И Белвейн, в свою очередь, понял, что страстными речами не сумел пронять господина, и поэтому продолжал уже не таким драматическим тоном:
– Брат обещал мне дополнительные земли под посев, но каждый год под каким-нибудь незначительным предлогом отодвигал срок передачи. В остальном человек хороший, щедростью он наделен не был. Во время последней встречи я уже считал, что земли у меня в кармане. Был в этом уверен! Но Томас только водил меня за нос.
Лицо Белвейна пошло красными пятнами, а голос почти утратил хныкающие интонации:
– Я был сыт по горло его увертками и высказал все, что наболело на душе. Мы повздорили, и Томас мне пригрозил! Да-да, милорд, пригрозил единственному брату. Мне пришлось уйти. У Томаса был жуткий характер и, насколько мне известно, у него было много врагов. Очень много, – поколебавшись, добавил гость.

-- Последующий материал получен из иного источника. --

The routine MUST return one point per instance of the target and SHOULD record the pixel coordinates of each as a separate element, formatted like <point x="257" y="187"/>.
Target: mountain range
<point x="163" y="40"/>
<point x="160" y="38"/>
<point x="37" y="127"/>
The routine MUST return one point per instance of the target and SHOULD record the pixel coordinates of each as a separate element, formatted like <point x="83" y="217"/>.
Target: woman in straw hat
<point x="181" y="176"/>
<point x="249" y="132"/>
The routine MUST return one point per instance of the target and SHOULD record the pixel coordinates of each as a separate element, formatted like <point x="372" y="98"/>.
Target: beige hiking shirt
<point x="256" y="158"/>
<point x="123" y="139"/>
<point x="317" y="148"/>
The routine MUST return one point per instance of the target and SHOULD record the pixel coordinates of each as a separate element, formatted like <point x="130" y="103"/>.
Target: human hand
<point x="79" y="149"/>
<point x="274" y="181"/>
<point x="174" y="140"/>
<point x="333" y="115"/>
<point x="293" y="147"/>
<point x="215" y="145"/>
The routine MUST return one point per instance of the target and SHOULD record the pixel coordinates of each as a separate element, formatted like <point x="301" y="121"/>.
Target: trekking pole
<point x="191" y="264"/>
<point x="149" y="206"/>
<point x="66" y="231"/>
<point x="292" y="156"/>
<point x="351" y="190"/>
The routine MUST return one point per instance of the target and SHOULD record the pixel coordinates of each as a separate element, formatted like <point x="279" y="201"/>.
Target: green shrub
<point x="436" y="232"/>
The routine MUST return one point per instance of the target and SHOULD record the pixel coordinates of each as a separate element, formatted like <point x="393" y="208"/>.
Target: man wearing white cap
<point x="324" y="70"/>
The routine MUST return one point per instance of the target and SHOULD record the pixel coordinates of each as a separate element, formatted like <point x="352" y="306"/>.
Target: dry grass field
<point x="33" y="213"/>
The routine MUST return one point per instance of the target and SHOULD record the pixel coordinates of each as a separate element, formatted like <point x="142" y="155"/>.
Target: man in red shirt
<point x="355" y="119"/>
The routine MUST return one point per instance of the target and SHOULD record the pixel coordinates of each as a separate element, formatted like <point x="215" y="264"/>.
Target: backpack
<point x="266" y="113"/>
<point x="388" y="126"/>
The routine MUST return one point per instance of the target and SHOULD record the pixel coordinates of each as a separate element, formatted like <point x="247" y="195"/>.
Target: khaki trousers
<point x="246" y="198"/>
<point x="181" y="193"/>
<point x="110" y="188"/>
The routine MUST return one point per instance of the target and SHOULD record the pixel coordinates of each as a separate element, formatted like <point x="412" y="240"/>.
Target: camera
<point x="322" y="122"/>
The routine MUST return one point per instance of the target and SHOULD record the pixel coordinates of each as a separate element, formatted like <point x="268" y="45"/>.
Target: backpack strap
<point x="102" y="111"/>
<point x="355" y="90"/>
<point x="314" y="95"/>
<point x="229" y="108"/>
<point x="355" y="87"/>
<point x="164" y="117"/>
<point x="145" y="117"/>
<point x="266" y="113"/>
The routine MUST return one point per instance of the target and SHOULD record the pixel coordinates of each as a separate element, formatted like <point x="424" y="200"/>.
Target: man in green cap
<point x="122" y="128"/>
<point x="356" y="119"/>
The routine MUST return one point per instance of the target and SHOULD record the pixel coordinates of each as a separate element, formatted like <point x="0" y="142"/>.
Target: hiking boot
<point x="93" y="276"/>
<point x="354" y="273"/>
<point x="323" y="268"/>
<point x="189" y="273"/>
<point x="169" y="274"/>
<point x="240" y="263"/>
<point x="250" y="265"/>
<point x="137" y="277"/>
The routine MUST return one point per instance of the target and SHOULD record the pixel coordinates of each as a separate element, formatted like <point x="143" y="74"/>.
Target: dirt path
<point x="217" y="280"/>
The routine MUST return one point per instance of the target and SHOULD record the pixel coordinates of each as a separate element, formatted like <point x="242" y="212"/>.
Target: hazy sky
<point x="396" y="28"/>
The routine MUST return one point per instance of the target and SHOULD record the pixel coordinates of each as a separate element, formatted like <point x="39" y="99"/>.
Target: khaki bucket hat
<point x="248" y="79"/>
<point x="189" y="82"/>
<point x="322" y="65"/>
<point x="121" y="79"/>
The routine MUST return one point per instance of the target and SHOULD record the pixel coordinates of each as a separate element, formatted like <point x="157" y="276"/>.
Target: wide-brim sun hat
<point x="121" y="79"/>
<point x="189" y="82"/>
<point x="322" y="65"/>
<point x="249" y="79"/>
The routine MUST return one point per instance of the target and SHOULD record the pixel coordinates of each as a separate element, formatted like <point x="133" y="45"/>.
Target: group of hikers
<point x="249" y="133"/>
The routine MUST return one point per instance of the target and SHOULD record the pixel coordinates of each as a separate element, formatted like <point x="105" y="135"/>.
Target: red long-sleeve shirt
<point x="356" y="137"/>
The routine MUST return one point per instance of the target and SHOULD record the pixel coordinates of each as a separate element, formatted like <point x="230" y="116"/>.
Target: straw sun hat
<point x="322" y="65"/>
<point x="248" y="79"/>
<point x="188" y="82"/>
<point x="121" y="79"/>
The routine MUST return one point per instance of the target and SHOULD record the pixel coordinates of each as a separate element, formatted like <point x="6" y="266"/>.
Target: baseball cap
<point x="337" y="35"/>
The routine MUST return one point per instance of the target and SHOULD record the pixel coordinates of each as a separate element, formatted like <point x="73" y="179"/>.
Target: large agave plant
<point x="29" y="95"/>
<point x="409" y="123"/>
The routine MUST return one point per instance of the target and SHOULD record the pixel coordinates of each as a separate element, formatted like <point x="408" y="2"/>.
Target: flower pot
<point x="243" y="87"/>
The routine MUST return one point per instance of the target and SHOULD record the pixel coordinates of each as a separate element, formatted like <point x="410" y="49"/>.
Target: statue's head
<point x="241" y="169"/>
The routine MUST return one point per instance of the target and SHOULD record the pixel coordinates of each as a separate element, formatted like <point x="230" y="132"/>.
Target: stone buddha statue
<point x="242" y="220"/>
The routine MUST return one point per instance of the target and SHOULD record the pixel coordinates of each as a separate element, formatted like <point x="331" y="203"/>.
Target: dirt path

– И ты полагаешь, что один из этих многих убил его и всю его семью?
– Да. – Белвейн энергично закивал. – Уверяю вас, я не имею к убийству никакого отношения. У меня есть доказательства – в это время я находился далеко отсюда. Мои люди готовы это подтвердить, только позвольте им войти в замок.

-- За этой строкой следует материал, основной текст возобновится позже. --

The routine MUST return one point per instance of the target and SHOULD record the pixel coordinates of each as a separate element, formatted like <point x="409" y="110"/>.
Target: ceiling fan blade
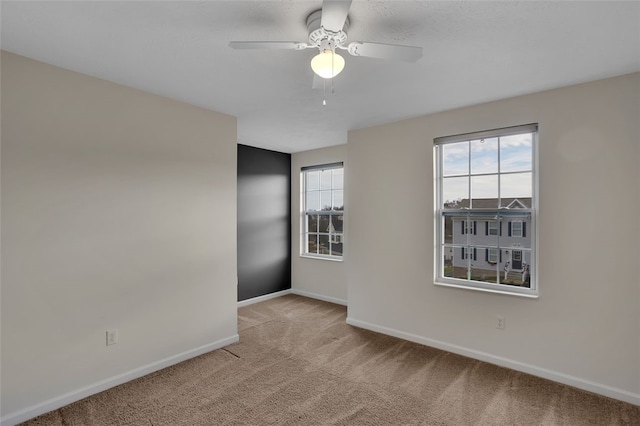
<point x="385" y="51"/>
<point x="292" y="45"/>
<point x="334" y="14"/>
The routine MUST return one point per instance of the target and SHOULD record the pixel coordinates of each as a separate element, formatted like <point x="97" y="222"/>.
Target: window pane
<point x="323" y="244"/>
<point x="455" y="190"/>
<point x="489" y="229"/>
<point x="336" y="247"/>
<point x="325" y="200"/>
<point x="325" y="179"/>
<point x="484" y="191"/>
<point x="455" y="158"/>
<point x="313" y="200"/>
<point x="312" y="223"/>
<point x="484" y="156"/>
<point x="313" y="180"/>
<point x="516" y="153"/>
<point x="517" y="185"/>
<point x="338" y="178"/>
<point x="312" y="243"/>
<point x="338" y="204"/>
<point x="337" y="222"/>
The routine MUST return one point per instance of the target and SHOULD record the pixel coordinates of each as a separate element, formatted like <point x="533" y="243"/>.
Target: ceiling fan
<point x="327" y="32"/>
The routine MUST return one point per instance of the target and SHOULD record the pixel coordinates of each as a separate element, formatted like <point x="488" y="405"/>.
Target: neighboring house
<point x="488" y="245"/>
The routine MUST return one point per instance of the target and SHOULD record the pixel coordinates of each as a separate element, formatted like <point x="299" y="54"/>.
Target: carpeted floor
<point x="299" y="363"/>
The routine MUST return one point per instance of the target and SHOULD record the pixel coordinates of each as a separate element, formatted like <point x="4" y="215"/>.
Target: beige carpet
<point x="298" y="363"/>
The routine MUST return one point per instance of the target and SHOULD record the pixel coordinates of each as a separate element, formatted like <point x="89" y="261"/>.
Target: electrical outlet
<point x="112" y="337"/>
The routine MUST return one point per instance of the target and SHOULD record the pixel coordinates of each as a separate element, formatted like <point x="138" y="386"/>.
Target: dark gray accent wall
<point x="264" y="222"/>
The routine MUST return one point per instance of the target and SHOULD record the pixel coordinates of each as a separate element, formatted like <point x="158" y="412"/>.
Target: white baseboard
<point x="263" y="298"/>
<point x="611" y="392"/>
<point x="12" y="419"/>
<point x="319" y="297"/>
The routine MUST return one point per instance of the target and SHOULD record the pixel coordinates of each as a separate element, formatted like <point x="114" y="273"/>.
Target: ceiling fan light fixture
<point x="327" y="64"/>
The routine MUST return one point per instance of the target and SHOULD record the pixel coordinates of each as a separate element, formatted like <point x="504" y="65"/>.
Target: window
<point x="323" y="211"/>
<point x="492" y="255"/>
<point x="492" y="228"/>
<point x="486" y="209"/>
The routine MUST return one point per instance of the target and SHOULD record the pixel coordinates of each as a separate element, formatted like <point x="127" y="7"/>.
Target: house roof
<point x="492" y="203"/>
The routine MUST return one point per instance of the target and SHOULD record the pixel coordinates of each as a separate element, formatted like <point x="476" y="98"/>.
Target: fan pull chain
<point x="324" y="92"/>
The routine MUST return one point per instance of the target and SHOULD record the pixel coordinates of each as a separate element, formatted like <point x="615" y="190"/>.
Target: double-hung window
<point x="486" y="210"/>
<point x="323" y="211"/>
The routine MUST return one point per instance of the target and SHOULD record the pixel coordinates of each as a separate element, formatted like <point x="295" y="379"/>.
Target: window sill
<point x="530" y="294"/>
<point x="320" y="257"/>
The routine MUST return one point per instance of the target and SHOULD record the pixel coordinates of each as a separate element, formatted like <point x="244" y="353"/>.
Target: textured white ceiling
<point x="474" y="51"/>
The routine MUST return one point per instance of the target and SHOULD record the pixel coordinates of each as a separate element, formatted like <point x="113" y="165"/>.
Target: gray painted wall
<point x="264" y="222"/>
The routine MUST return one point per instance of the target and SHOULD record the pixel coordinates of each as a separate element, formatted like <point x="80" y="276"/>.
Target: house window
<point x="492" y="255"/>
<point x="492" y="228"/>
<point x="517" y="228"/>
<point x="485" y="191"/>
<point x="323" y="211"/>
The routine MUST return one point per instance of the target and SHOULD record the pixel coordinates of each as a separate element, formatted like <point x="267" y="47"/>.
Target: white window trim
<point x="495" y="228"/>
<point x="493" y="255"/>
<point x="439" y="279"/>
<point x="513" y="233"/>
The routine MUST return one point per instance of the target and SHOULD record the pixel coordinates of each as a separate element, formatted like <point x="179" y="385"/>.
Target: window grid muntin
<point x="328" y="235"/>
<point x="444" y="248"/>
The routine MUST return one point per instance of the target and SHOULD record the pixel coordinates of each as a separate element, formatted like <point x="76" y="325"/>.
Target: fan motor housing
<point x="317" y="34"/>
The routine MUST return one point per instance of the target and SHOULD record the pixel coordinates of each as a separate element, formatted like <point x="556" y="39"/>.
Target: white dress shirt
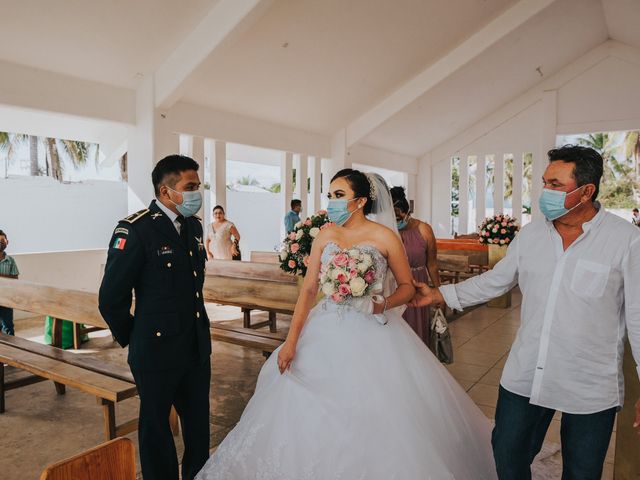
<point x="172" y="216"/>
<point x="577" y="306"/>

– Не сомневаюсь, что у тебя найдутся дружки, готовые засвидетельствовать, что в момент убийства Томаса и его семьи ты был с ними. – Голос Джеффри звучал мягко, но глаза излучали холод.
– Да. – Белвейн немного расправил плечи. – Я невиновен и могу это доказать.
– А я и не утверждал, что ты виновен, – барон старался сохранить бесстрастное выражение лица. Ему не хотелось, чтобы гость понял, что он думал о нем на самом деле. Пусть тешит себя мыслью, что опасность миновала, тогда будет легче его поймать. – Видишь ли, я только-только приступил к делу.
– Понимаю, милорд. И уверен, что в конце разбирательства останусь свободным человеком. Может быть, даже хозяином Монтрайта. – От восторга Белвейн чуть не потер ладони, но вовремя сдержался. Все оказалось легче, чем он предполагал. Страшный на вид барон был на редкость простодушен.
Белвейн и не подозревал, насколько поспешны его выводы.
– Сын Томаса здесь, в Монтрайте, – возразил Джеффри.
– Ваше замечание совершенно справедливо, – поспешно поправился Белвейн. – Но коль скоро я единственный дядя мальчика, как только будет доказана моя невиновность в этом ужасном преступлении, я… то есть я хотел сказать, вы, вероятно, соизволите назначить меня его опекуном. Таков закон. – Последние слова он произнес с нажимом.